When people talk about the potential of AI, that's what I envision. If I can make some passive income with my games and apps, that's the next project I'll be diverting my time towards. Because this is a narrow window we have to make this happen. The technology is here, but barriers from climate change and income inequality are only going up. We can lament the fact that AI is currently not profitable and hurting the planet, or we can put more of that energy to use by taking the tools humanity has made and using them to dismantle the systems which made this timeline so intolerable to begin with. The only way to take the current system apart is to make a new one that outcompetes our old ways of life in every measurable way.

[–] Voroxpete@sh.itjust.works 12 points 2 months ago (1 children)

This is a long post and I'm not even going to try to address all of it, but I want to call out one point in particular, this idea that if we somehow made a quantum leap from the current generation of models to AGI (there is, for the record, zero evidence of there being any path to that happening) that it will magically hand us the solutions to anthropogenic climate change.

That is absolute nonsense. We know all the solutions to climate change. Very smart people have spent decades telling us what those solutions are. The problem is that those solutions ultimately boil down to "Stop fucking up the planet for the sake of a few rich people getting richer." It's not actually a complicated problem, from a technical perspective. The complications are entirely social and political. Solving climate change requires us to change how our global culture operates, and we lack the will to do that.

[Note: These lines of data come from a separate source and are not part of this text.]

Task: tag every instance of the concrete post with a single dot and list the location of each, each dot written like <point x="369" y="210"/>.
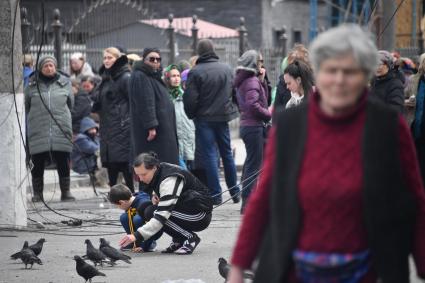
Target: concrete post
<point x="171" y="40"/>
<point x="12" y="153"/>
<point x="25" y="29"/>
<point x="388" y="35"/>
<point x="57" y="34"/>
<point x="194" y="34"/>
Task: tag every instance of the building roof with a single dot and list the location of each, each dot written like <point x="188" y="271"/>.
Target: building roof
<point x="184" y="27"/>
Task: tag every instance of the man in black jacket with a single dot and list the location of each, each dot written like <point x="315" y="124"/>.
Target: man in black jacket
<point x="209" y="101"/>
<point x="184" y="204"/>
<point x="387" y="85"/>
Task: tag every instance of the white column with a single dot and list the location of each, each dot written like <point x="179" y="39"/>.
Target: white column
<point x="12" y="153"/>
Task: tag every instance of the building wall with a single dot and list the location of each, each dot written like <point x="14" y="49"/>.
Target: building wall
<point x="222" y="12"/>
<point x="294" y="15"/>
<point x="261" y="17"/>
<point x="404" y="23"/>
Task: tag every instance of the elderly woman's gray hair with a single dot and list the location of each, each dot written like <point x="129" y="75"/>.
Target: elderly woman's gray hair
<point x="343" y="40"/>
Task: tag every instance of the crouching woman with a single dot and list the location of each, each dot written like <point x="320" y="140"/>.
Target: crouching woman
<point x="184" y="205"/>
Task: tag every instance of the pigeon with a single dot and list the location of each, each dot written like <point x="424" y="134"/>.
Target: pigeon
<point x="224" y="268"/>
<point x="37" y="247"/>
<point x="28" y="257"/>
<point x="112" y="253"/>
<point x="86" y="270"/>
<point x="17" y="255"/>
<point x="93" y="254"/>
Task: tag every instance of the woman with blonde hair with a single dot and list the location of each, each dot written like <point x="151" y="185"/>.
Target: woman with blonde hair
<point x="78" y="67"/>
<point x="111" y="102"/>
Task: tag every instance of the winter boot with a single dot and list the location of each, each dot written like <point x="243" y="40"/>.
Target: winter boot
<point x="37" y="186"/>
<point x="64" y="184"/>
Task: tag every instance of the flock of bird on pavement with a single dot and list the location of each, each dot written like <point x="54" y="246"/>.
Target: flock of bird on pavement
<point x="106" y="254"/>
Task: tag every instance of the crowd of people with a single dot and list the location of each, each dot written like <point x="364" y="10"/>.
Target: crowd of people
<point x="333" y="130"/>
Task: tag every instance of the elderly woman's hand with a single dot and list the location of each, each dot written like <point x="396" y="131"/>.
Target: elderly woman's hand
<point x="127" y="239"/>
<point x="235" y="275"/>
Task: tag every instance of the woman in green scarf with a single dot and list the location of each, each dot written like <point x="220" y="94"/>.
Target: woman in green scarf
<point x="185" y="126"/>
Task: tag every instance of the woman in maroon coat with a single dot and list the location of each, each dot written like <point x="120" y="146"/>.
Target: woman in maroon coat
<point x="340" y="198"/>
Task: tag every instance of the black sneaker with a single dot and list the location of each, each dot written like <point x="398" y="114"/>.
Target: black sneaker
<point x="236" y="197"/>
<point x="217" y="201"/>
<point x="174" y="246"/>
<point x="189" y="246"/>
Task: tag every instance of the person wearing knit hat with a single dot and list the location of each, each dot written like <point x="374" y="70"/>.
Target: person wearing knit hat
<point x="46" y="139"/>
<point x="386" y="58"/>
<point x="149" y="50"/>
<point x="205" y="46"/>
<point x="132" y="58"/>
<point x="45" y="59"/>
<point x="152" y="113"/>
<point x="78" y="67"/>
<point x="111" y="103"/>
<point x="252" y="94"/>
<point x="386" y="86"/>
<point x="27" y="64"/>
<point x="209" y="101"/>
<point x="185" y="126"/>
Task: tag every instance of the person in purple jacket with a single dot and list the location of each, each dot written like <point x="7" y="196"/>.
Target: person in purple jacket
<point x="252" y="94"/>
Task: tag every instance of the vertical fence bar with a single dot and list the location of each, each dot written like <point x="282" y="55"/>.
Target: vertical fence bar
<point x="171" y="40"/>
<point x="414" y="22"/>
<point x="242" y="32"/>
<point x="25" y="28"/>
<point x="57" y="34"/>
<point x="283" y="40"/>
<point x="194" y="34"/>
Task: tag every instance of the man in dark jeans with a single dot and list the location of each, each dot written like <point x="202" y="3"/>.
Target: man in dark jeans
<point x="210" y="102"/>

Do you really think that if we created an AGI, and it told us to end capitalism in order to save the planet, that suddenly we'd drop all our objections and do it? Do you think that an AGI created by Google or Microsoft would even be capable of saying "Stop allowing your planets resources to be hoarded by a priveliged few"?

[–] Uli@sopuli.xyz 3 points 2 months ago

I choose to take your questions as rhetorical, as I think our points do align. I quite agree.

[–] plz1@lemmy.world 5 points 2 months ago (1 children)

Isn't Microsoft Copilot just ChatGPT?

[–] Halcyon@discuss.tchncs.de 1 points 2 months ago

Microsoft Copilot integrates OpenAI's technology like GPT-4, but it is not exactly the same as ChatGPT. Copilot is designed to integrate AI into specific productivity tools like Microsoft Word, Excel, PowerPoint, and other Microsoft 365 apps. It also seems to have different system prompts and fine tuning which leads to different answers and styles.

[–] NoiseColor@startrek.website 3 points 2 months ago (1 children)

March 2024... Useless data.

[–] AusatKeyboardPremi@lemmy.world 3 points 2 months ago (1 children)

“… as of August 2024” is literally front and centre in the image.

[–] NoiseColor@startrek.website 1 points 2 months ago

I only saw the one text saying march

[–] potentiallynotfelix@lemdro.id 1 points 2 months ago* (last edited 2 months ago) (2 children)

I don't understand how people can use Gemini. I have always had bad experiences with it.

[–] filister@lemmy.world 3 points 2 months ago

I am actually using Gemini sometimes. And it is actually decent. Especially in certain tasks, especially at video reasoning.

[–] pugasaurus94@lemmy.ml 1 points 2 months ago (2 children)
[–] traceur204@lemmy.blahaj.zone 3 points 2 months ago (1 children)
[–] pugasaurus94@lemmy.ml 1 points 2 months ago

Nice, gonna call something bad and not even give any reason for it

[–] potentiallynotfelix@lemdro.id 1 points 2 months ago

It's answers just don't feel as good as chatgpt. Sometimes they are incorrect, and sometimes they are lackluster.